In this 19th issue of Risk Watch, three authors share opinions, perspectives, and ideas about what is happening in the risk world and beyond.
Imran Ahmad, Partner and National Leader of Cybersecurity at Miller Thomson LLP, and Richard Arthurs, Partner and National Governance and Risk Management Leader at MNP LLP list four key steps that organizations can take to effectively respond to the dual requirement of compliance and overall cyber readiness. They recommend conducting a full critical infrastructure asset, building a risk and control framework, considering “legal privilege,” and creating a clear roadmap to prioritize allocation of resources.
Navin Maharaj, Senior Manager, Enterprise Risk Management at OP Trust, provides insights into operating and sustaining enterprise risk management in the absence of a dedicated ERM function. He recommends three approaches—decentralizing ERM and using risk “champions,” integrating ERM into organizational planning and decision-making; and embedding risk in the decision-making process of the organization—to assist with maintaining, sustaining, and enhancing an organization’s ERM program.

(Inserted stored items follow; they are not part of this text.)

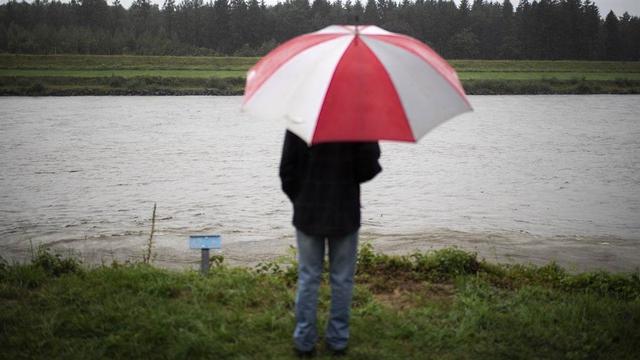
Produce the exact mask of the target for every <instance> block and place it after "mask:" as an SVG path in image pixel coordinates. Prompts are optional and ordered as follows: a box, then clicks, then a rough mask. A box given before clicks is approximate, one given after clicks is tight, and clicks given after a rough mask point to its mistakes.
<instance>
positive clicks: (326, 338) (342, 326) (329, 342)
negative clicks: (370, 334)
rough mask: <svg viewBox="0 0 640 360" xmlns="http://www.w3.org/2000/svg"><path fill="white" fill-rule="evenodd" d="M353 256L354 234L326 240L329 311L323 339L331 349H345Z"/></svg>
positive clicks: (352, 285) (355, 258) (351, 276)
mask: <svg viewBox="0 0 640 360" xmlns="http://www.w3.org/2000/svg"><path fill="white" fill-rule="evenodd" d="M357 254H358V232H357V231H356V232H355V233H353V234H351V235H347V236H345V237H341V238H330V239H329V272H330V280H331V312H330V315H329V323H328V325H327V332H326V335H325V339H326V342H327V344H328V345H329V346H331V348H333V349H335V350H340V349H344V348H346V347H347V342H348V341H349V316H350V312H351V311H350V309H351V297H352V294H353V276H354V274H355V270H356V260H357Z"/></svg>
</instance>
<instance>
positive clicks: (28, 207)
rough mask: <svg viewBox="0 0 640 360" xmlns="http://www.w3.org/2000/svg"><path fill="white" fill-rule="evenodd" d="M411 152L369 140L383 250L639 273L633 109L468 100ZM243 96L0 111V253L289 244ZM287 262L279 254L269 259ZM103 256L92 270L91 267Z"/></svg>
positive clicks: (241, 251)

Salvatore Cucchiara, Foresight Strategist and Systemic Designer, Government of Alberta’s Department of Energy, Alberta CoLab, maintains that more emphasis should be placed on strategic risk. He suggests that evolution in risk management should draw on foresight tools to understand how risks could evolve in the future, and that techniques, such as wind-tunnelling and the three-horizons model, can help prepare for an uncertain future.
This issue also includes a brief overview of a session on risk frameworks that took place at The Conference Board of Canada’s Enterprise Risk Management 2017 conference. The session focused on the evolution and recent changes to the leading enterprise risk management standards: ISO 31000 and COSO ERM Integrated Framework.